With all this said, I must apologize to you.  I feel like I am failing you as a mother on this particular night.  You have a bad cold today and you are battling cutting a molar and with this you are crying.  I am immediately brought back to when I was succumbed with Postpartum Depression 2 weeks after you were born.  Now as you are nearing 16 months I hate to admit I may still be battling it.  I already feel tremendous amounts of guilt for the 12 days I spent in the Mental Ward when you were only a month old.  Reliving these memories now only makes me feel worse.  I hope you never feel this guilt… this pain.  With this, I get anxiety attacks… shortness of breath, crying, hyperventilation.  I can’t seem to stop them at the moment but just know my sweet girl, Mommy is working on it.

There are fears I have for you whenever an attack hits.  I worry, too much, that I passed this nasty disease on to you.  Just know Depression & Anxiety are real.  Know that I am so sorry if I did pass it to you.

What I am most upset about at the moment is I feel I can’t console you.  Every time I try to rock you, sing to you, hold you… it just doesn’t seem to work.  I just don’t know what I am doing wrong.  I am happy that you are safe in Daddy’s arms but am upset that mine can’t make you better.  Is this because of my anxiety attacks that make me freeze & mentally give up?!

I just want to be normal.  I want to “go with the flow” like your father.  I want to be able to hear you cry & not freeze.  I want to not feel guilty anymore! I want to not feel like I failed you.  I want it resolved today.

You may read this years from now and think it is you who caused this.  Sophia, you are not to blame.  Don’t you dare think that.  Think about it as this, your Mommy has a disease that there is no complete cure from but it will not kill me.  It alters the way I think about things and for this I am getting help.  For this reason I had to go to the hospital for 12 days.  For this reason I feel guilty, worried & like a failure every day.

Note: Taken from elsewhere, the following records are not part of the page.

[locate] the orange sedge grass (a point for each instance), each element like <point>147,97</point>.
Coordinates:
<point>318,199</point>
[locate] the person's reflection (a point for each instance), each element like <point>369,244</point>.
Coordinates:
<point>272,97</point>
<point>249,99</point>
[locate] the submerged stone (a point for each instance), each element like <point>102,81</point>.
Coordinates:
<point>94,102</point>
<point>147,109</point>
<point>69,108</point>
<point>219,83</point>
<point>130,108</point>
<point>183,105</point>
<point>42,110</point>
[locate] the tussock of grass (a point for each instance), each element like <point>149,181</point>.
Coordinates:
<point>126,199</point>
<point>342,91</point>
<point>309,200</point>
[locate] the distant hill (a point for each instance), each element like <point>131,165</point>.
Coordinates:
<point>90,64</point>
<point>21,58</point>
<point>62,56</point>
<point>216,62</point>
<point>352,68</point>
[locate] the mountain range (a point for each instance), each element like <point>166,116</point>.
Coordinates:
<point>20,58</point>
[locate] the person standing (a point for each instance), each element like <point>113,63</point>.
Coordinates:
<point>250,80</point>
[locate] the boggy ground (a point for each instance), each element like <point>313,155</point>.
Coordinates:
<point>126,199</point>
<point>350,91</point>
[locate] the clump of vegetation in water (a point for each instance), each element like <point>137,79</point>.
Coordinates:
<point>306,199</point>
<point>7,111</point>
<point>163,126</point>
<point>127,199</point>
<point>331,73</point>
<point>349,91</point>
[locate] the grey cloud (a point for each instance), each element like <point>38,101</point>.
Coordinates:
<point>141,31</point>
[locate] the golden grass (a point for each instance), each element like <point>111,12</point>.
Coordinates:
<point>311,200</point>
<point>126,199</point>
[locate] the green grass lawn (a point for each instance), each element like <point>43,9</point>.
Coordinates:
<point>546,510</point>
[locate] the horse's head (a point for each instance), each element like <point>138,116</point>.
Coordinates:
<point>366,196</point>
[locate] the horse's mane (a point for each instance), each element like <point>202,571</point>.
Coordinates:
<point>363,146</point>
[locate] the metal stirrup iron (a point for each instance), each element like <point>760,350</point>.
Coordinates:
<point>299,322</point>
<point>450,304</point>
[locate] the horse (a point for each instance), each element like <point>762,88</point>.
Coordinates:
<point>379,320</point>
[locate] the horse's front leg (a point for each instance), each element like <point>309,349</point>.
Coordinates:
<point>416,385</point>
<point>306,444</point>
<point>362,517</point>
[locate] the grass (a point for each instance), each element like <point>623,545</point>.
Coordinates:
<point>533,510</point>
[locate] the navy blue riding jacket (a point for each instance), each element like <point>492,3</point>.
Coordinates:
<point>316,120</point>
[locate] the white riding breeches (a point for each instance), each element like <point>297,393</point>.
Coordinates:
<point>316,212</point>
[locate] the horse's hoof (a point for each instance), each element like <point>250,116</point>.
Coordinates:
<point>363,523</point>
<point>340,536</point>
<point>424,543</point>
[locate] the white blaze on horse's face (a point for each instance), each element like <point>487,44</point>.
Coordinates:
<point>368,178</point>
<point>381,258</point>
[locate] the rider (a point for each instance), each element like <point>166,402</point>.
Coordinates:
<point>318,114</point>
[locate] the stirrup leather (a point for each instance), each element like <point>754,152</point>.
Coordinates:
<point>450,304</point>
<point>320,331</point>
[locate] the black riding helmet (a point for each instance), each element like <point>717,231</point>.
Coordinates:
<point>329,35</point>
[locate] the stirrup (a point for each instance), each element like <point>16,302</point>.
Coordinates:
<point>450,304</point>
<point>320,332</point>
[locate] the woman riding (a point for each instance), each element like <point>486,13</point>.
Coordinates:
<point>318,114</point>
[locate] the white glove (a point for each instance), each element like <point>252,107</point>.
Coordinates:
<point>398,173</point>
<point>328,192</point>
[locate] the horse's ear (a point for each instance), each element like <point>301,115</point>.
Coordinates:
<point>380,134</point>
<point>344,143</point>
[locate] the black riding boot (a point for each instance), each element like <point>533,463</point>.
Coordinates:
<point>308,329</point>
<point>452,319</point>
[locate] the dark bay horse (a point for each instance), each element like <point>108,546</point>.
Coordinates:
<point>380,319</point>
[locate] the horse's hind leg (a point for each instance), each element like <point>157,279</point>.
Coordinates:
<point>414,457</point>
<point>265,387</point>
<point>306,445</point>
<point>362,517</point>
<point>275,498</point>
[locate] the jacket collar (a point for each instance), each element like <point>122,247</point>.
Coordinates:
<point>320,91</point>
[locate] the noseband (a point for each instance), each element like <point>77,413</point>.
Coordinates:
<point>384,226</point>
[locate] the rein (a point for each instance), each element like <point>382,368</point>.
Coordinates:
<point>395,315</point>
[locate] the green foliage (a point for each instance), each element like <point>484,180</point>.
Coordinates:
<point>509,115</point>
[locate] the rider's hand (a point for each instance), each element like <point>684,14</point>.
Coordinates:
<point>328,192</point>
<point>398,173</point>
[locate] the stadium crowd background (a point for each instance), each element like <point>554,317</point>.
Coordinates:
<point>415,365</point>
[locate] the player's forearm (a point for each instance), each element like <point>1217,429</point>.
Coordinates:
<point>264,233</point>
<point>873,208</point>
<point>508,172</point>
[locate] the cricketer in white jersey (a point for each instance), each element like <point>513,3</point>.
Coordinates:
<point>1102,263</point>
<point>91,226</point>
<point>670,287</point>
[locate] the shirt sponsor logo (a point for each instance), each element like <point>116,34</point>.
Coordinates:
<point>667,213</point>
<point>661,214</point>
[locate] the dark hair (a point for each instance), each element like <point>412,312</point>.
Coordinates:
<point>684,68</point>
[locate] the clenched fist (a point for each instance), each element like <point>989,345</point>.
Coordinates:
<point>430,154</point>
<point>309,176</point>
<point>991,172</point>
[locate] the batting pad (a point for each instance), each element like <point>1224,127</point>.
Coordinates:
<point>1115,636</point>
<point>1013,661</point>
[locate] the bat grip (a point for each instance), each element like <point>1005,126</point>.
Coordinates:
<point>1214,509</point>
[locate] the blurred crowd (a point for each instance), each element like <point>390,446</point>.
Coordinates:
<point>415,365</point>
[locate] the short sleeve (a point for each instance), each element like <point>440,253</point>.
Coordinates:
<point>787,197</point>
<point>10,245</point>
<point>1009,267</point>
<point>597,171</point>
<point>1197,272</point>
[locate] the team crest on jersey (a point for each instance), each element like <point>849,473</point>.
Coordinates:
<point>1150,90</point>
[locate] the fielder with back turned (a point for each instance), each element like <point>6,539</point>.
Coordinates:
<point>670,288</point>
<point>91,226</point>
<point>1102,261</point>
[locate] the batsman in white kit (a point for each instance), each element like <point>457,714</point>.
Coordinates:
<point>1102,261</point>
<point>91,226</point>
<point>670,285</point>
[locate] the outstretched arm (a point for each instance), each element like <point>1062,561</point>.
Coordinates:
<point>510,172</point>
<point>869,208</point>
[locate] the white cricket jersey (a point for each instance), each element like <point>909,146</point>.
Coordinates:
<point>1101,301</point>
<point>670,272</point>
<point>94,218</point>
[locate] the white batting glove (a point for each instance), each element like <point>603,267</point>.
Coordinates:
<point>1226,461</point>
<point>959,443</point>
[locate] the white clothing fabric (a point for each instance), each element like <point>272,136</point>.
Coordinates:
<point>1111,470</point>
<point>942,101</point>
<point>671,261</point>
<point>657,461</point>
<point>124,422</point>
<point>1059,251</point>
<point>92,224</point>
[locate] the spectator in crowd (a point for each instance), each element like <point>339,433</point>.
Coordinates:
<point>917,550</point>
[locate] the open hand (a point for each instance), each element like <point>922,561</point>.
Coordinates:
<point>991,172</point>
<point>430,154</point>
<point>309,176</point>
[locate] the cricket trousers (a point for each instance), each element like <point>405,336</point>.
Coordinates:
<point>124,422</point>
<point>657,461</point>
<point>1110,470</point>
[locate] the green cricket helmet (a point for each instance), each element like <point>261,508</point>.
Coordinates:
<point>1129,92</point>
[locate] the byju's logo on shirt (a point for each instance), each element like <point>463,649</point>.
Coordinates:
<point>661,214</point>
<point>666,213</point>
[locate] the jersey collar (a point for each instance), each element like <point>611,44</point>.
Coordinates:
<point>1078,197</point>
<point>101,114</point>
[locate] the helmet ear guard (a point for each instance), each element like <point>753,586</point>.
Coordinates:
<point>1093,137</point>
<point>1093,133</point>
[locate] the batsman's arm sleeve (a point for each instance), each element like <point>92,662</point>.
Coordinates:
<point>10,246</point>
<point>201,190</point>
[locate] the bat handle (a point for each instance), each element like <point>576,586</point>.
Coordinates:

I only hope you can forgive me for the time I missed… The hugs… The kisses… The songs… I am trying because I want to be there the next time you need to be rocked… The next time you need a lullaby. 

I love you with all my heart & soul and I will until the day I have to depart from this world.  I couldn’t imagine life without you in it anymore.  Whenever you smile, giggle, reach out for me, hug me, give me a kiss, take a step, it makes me realize that the world is a good place and that we will discover it one day at a time, together.